Le 30 octobre 1995, le Québec a tenu un deuxième référendum sur son indépendance. La date demeure un souvenir indélébile de notre mémoire collective. Si la province a ultimement choisi de demeurer au sein de la fédération, familles, quartiers et communautés se sont déchirés entre les camps du Oui et du Non. Vingt ans plus tard, TC Media a demandé à certains élus montréalais de nous raconter, de leur point de vue, cette journée marquante et de nous parler de l’héritage référendaire.
À Pointe-aux-Trembles, l’option souverainiste a eu le dessus sur le Non avec un résultat de 21 412 voix pour, contre 13 752 votes contre.

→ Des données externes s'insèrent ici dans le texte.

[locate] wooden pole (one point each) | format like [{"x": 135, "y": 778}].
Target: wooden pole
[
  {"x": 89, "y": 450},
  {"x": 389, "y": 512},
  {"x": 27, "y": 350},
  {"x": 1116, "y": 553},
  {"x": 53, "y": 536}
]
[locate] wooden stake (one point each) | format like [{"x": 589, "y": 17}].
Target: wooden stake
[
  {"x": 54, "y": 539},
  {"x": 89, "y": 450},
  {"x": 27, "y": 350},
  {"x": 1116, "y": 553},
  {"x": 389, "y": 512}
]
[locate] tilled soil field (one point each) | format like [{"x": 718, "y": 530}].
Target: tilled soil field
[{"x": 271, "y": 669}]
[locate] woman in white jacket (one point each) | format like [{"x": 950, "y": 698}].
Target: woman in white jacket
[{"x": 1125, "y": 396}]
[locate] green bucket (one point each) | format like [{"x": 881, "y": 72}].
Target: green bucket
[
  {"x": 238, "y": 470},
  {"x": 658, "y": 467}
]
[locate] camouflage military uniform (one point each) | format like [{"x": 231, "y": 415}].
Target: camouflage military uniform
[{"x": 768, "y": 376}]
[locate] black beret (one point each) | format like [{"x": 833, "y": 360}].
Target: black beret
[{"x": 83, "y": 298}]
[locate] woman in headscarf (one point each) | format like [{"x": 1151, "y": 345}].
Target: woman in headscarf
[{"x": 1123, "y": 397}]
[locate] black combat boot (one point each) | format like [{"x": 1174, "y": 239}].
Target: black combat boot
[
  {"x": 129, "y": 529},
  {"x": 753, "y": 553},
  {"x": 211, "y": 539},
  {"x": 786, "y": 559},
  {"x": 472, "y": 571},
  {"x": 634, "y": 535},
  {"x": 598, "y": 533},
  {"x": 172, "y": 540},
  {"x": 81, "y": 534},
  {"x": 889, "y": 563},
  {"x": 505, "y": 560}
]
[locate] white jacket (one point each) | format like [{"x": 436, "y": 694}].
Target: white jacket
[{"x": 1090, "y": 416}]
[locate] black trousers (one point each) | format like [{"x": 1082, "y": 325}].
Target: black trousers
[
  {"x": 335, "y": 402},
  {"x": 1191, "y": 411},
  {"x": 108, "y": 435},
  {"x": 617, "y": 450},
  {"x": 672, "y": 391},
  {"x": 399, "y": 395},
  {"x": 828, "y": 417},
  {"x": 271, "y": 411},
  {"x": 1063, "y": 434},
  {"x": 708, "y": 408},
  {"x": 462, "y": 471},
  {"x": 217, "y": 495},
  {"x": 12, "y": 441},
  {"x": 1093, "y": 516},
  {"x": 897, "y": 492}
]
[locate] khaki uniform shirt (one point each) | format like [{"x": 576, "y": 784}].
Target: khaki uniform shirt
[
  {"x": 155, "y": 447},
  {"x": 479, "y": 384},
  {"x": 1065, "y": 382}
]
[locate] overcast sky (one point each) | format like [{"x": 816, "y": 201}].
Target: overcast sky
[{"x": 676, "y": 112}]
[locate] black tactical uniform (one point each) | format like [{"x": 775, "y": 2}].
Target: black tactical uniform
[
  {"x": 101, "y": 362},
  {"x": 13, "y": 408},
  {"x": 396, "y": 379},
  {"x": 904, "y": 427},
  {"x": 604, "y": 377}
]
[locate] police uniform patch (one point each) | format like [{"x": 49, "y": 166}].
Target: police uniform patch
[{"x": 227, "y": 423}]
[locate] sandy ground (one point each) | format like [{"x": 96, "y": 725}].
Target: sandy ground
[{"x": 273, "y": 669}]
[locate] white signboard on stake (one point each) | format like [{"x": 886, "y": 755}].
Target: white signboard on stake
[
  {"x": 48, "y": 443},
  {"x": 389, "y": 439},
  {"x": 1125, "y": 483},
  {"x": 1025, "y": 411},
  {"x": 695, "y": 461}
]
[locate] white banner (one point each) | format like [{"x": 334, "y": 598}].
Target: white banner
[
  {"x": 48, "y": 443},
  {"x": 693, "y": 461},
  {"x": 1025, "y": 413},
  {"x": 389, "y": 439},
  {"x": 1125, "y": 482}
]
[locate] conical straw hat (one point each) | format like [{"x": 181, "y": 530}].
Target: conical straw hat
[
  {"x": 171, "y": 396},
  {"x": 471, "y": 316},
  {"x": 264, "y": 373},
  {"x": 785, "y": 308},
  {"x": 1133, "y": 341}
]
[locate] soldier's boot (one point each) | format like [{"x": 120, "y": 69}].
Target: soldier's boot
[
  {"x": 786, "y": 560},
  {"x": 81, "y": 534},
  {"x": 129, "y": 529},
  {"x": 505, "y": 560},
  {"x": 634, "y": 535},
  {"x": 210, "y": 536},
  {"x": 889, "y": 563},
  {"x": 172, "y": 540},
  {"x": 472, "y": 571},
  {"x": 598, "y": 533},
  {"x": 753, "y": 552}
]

Au total, 35 713 électeurs se sont prévalus de leur droit de vote pour un taux de participation impressionnant de 94 %.
Nicole Léger, députée de Pointe-aux-Trembles
«Nous étions tous fébriles à l’idée que le Québec pourrait enfin devenir un pays. C’était une soirée enivrante que je ne pourrais jamais oublier, même si nous n’avons pas obtenu les résultats escomptés, dit-elle. Les gens étaient nerveux et anxieux et c’est compréhensible, l’avenir de tout un pays était en jeu.»
Chantal Rouleau, mairesse de Rivière-des-Prairies–Pointe-aux-Trembles
«J’étais directrice d’une usine de récupération chez Cascades à Paris. J’ai passé toute la nuit à écouter la radio afin de connaître les résultats. J’étais stressée comme tout le monde au Québec, mais je n’ai pas trouvé cela difficile car j’ai pu tout de même aller voter. On nous avait donné la chance de voter en France, alors j’ai senti que j’ai pu faire partie du processus», raconte Mme Rouleau.
Robert Coutu, maire de Montréal-Est
«Il est toujours bon de se rappeler les événements du passé pour mieux comprendre et envisager un meilleur avenir. Il n’en demeure pas moins qu’en réalité, le Québec doit collaborer et innover dans l’action avec le reste du pays pour assurer son développement. Les principaux indicateurs de performance et résultats actuels au niveau de l’éducation, l’emploi, le PIB, la dette et la productivité ne sont pas favorables à toute forme d’indépendance malgré notre propre identité et notre culture. Cela explique les raisons de l’incapacité de certains leaders politiques à le démontrer clairement car les indicateurs sont tout simplement non favorables à toute forme d’indépendance comparativement au reste du pays et dans le monde.»